In a car lift compressed air exerts a force \(F_1\) on a small piston having a radius of 5.0 cm. This pressure is transmitted to a second piston of radius 15 cm. If the mass of the car to be lifted is 1350 kg, calculate \(F_1\). What is the pressure necessary to accomplish this task? (\(g = 9.8\,\mathrm{ms}^{-2}\))

Solution:

Since pressure is transmitted undiminished throughout the fluid, \[ F_1 = \frac{A_1}{A_2} F_2 = \frac{\pi (5 \times 10^{-2}\,\mathrm{m})^2}{\pi (15 \times 10^{-2}\,\mathrm{m})^2} \cdot (1350\,\mathrm{kg} \times 9.8\,\mathrm{ms}^{-2}) \] \[ = 1470\,\mathrm{N} \approx 1.5 \times 10^3\,\mathrm{N} \]
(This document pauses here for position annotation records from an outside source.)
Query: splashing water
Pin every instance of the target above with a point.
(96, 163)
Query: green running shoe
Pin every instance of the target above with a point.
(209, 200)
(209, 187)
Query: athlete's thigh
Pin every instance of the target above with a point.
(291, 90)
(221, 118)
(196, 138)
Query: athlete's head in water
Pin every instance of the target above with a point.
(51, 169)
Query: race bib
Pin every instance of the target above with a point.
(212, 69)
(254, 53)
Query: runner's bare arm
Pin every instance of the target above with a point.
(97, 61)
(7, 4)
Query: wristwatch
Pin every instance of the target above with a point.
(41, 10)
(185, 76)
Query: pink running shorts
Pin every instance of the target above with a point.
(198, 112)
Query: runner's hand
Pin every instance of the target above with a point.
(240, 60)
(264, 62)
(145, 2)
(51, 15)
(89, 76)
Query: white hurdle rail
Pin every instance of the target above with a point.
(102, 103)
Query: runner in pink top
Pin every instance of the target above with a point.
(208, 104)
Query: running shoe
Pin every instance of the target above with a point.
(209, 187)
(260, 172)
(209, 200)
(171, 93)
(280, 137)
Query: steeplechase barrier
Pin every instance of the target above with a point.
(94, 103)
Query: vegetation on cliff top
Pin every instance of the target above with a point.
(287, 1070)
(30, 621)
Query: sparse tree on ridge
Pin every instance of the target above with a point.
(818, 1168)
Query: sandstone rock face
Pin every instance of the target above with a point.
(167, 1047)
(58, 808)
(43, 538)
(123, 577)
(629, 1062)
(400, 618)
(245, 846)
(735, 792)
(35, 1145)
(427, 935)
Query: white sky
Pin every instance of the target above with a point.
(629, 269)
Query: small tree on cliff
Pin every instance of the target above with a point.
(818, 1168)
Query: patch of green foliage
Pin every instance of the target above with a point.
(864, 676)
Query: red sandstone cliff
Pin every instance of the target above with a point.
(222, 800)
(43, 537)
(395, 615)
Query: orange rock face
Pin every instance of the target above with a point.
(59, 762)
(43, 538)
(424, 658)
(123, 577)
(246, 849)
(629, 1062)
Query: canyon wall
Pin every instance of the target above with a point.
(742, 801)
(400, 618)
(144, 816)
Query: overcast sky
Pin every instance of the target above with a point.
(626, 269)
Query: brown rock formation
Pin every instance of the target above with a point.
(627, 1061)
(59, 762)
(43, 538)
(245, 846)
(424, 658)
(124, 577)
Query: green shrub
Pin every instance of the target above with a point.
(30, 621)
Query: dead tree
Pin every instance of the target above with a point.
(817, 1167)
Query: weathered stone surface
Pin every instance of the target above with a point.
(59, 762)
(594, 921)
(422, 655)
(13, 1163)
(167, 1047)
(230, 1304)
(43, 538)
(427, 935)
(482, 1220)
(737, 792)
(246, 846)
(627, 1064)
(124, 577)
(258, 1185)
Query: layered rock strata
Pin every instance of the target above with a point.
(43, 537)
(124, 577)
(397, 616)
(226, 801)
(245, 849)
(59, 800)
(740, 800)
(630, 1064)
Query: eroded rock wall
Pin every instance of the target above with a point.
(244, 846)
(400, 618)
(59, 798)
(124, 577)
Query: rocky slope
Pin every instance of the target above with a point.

The air pressure that will produce this force is \[ P = \frac{F_1}{A_1} = \frac{1.5 \times 10^3\,\mathrm{N}}{\pi (5 \times 10^{-2})^2\,\mathrm{m}^2} = 1.9 \times 10^5\,\mathrm{Pa} \]
This is almost double atmospheric pressure.
Hydraulic brakes in automobiles also work on the same principle.